| ORIGINAL ARTICLE
|Year : 2019 | Volume
| Issue : 5 | Page : 455--461
A cross-sectional study of the histopathology and immunology of alopecia areata: Unearthing the role of the Janus kinase–signal transducer and activator of transcription pathway
Anuva Bansal1, Vineet Relhan1, Vijay Kumar Garg1, Ravindra Kumar Saran2
1 Department of Dermatology, Maulana Azad Medical College, Govind Ballabh Pant Hospital, New Delhi, India
2 Department of Pathology, Maulana Azad Medical College, Govind Ballabh Pant Hospital, New Delhi, India
Background: Alopecia areata is an autoimmune disease that occurs as a result of the loss of the inherent immune privilege of the hair follicle. It has been recently demonstrated that the interferon-γ/interleukin-15 feedback loop that signals via the Janus kinase–signal transducer and activator of transcription pathway is critical to the breakdown of this immune privilege.
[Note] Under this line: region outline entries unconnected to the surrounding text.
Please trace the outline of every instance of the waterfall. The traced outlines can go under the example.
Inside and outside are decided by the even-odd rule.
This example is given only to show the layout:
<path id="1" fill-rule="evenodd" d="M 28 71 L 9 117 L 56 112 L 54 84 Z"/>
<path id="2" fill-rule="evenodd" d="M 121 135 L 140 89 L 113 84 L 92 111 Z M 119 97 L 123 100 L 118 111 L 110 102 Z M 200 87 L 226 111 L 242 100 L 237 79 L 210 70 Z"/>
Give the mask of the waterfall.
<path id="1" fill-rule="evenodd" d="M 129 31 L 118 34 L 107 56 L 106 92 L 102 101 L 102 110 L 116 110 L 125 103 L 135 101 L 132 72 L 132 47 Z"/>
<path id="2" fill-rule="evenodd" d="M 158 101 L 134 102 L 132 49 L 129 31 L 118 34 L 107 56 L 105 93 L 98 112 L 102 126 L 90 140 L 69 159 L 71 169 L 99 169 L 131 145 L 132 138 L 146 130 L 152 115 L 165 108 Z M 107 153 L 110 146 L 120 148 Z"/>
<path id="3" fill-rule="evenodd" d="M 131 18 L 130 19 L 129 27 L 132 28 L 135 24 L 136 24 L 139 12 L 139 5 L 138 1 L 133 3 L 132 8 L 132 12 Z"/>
Aims: To evaluate the immunological distribution of CD4+ T-cells, CD8+ T-cells, phosphorylated signal transducer and activator of transcription 1 and study its relation with the clinical and histopathological findings of the disease.
Materials and Methods: A total of 30 patients of alopecia areata were included in the study. Following a detailed history and clinical examination, a scalp biopsy was performed. Histopathology was studied and immunohistochemistry was done to demonstrate the positivity and distribution of CD4+ T-cells, CD8+ T-cells and phosphorylated signal transducer and activator of transcription 1.
Results: The follicular count, number of anagen and terminal hair were found to be decreased, whereas the catagen, telogen and vellus hair were found to be increased in number. A peribulbar CD4+ T-cell infiltrate was seen in 70% cases, whereas a CD8+ T-cell infiltrate was seen in 83.3% cases. An intrabulbar CD4+ T-cell infiltrate was seen in 26.7% cases, whereas a CD8+ T-cell infiltrate was seen in 70% cases. Among the 25 hair follicles dermal papilla identified, 36.8% cases were found to be positive for phospho-signal transducer and activation of transcription-1.
Limitations: The drawbacks of our study included a small sample size and the use of only vertical sectioning for the scalp biopsy samples.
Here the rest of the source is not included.